How does the destination device know that it is the intended destination device? On most networks today, an address called an IP address is used to identify the destination device. More on IP addresses later in this chapter, and again, later in the book (Chapters 7 through 11).
The sending system hands data to the NIC The NIC makes the frame
The NIC adds the CRC and data to the frame The NIC puts its MAC address and the destination’s MAC address in the frame
NIC sends the frame when no other NIC is using the cable
The frame propagates down the wire to the hub The hub creates a copy of the frame to send to every other system The receiving device processes the frame
Tip on Page 20: The CompTIA Network+ exam tests you on the details of the OSI seven-layer model, so know that the Data Link layer is the only layer that has any sublayers.
Tech Tip (Page 21): NIC and Layers [a shortened version] Network cards operate at both Layer 2 and Layer 1 of the OSI seven-layer model.

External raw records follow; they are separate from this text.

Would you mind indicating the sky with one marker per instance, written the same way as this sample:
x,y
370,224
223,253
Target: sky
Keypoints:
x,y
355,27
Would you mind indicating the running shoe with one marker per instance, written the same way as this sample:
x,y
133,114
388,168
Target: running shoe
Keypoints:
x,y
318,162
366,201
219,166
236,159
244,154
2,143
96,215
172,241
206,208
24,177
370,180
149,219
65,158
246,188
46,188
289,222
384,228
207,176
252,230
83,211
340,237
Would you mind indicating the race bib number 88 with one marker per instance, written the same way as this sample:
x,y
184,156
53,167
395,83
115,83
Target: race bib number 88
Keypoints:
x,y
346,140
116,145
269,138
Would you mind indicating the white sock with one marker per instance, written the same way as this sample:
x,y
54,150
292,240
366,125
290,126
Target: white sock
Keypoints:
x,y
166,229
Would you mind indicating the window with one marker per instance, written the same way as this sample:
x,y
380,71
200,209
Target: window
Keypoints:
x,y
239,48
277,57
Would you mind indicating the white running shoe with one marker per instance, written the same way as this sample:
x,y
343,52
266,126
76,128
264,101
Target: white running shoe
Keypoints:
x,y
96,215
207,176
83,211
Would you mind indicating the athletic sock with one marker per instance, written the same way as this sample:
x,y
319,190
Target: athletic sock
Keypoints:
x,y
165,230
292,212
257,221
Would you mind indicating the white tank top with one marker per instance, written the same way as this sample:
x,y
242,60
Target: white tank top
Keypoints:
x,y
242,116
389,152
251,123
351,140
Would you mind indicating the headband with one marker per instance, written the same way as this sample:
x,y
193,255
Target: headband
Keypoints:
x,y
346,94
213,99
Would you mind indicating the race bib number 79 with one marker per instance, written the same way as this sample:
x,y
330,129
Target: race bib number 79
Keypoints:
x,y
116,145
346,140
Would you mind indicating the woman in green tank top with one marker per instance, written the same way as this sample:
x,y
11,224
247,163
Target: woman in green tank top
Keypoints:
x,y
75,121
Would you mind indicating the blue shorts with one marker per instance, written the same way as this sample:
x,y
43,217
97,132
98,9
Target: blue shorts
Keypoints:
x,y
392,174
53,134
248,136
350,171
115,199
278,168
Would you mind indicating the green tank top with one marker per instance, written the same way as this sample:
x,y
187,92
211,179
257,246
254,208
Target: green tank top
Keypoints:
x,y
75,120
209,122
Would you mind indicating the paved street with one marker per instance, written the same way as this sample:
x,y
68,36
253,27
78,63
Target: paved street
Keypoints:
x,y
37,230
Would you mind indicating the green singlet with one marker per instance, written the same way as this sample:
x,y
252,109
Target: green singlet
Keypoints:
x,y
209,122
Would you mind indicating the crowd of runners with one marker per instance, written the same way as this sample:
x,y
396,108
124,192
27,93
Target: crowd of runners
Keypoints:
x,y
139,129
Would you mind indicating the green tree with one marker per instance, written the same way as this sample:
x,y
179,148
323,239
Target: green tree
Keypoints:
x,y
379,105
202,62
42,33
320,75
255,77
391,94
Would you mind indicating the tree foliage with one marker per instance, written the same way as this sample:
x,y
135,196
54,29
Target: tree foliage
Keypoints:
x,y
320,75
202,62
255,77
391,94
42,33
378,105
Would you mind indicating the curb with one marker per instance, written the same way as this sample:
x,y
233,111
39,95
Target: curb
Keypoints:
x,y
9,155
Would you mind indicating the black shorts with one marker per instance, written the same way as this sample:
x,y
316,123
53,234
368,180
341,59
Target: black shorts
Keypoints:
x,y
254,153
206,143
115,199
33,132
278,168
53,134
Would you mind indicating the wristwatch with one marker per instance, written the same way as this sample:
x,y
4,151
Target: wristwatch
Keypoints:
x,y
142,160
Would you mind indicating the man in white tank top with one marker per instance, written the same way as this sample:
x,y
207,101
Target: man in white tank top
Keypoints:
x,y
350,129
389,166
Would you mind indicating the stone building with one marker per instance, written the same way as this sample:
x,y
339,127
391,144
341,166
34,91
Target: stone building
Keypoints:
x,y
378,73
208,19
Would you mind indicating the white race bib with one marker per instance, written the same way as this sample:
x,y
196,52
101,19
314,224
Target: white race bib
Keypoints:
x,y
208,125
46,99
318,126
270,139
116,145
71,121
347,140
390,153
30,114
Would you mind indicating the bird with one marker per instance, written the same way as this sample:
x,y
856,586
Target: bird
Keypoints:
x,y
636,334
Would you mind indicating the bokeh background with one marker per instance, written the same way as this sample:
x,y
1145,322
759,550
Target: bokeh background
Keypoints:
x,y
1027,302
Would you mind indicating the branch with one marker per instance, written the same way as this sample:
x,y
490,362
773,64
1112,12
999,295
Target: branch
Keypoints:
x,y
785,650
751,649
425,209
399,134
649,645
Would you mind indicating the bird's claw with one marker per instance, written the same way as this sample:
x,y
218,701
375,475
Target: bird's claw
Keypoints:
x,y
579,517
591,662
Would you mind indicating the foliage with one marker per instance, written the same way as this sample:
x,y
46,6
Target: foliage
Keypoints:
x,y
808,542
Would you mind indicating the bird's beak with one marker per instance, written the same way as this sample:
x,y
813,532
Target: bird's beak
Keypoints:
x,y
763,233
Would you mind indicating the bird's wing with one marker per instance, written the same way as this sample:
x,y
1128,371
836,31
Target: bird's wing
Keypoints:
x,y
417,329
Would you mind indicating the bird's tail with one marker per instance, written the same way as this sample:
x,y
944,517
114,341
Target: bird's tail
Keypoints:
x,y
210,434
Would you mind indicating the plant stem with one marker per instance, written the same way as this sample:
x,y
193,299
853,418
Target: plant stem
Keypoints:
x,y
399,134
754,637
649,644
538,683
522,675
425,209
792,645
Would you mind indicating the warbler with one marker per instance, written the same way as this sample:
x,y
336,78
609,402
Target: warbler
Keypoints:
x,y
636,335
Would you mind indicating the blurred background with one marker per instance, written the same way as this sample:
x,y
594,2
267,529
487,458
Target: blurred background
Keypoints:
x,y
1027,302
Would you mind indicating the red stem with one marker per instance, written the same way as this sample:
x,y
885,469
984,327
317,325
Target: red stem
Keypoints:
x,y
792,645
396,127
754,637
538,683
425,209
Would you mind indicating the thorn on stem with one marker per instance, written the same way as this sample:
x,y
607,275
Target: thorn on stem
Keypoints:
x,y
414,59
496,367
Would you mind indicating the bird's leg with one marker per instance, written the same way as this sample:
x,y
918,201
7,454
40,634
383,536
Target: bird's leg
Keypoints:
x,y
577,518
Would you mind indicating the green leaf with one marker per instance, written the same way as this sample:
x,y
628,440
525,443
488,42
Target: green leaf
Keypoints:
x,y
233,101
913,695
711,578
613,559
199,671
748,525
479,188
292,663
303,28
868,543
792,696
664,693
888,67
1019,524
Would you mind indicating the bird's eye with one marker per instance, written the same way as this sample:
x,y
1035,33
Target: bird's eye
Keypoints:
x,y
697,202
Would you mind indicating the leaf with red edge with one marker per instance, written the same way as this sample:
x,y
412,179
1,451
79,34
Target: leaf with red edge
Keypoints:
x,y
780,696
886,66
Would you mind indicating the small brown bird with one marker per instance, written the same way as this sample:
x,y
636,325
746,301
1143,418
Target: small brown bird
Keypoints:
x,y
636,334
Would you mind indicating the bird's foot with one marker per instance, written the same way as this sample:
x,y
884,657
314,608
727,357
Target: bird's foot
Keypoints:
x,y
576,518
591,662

If cornered to answer one or the other, however, go with the more common answer, Layer 2.
Tip on Page 21: MAC addresses are also known as physical addresses.
Note on Page 22: TCP/IP is the most famous network protocol, but there are others.
Tip on Page 23: Head to Chapter 7, “TCP/IP Basics,” and Chapter 8, “The Wonderful World of Routing,” to get much deeper into routers.
Note on Page 23: This is a highly simplified IP packet. I am not including lots of little parts of the IP packet in this diagram because they are not important to what you need to understand right now —but don’t worry, you’ll see them later in the book!
Allow time for the students to do the activity in the Try This! on Page 28. No need to explain the results of running the netstat command, other than to ensure that they appreciate the large number of sessions that are open on each computer.
Tech Tip (Page 28): Acrobat as Open Standard Adobe released the PDF standard to ISO in 2007 and PDF became the ISO 32000 open standard. Adobe Acrobat remains the premier application for reading and editing PDF documents, so most folks call PDF documents Acrobat files.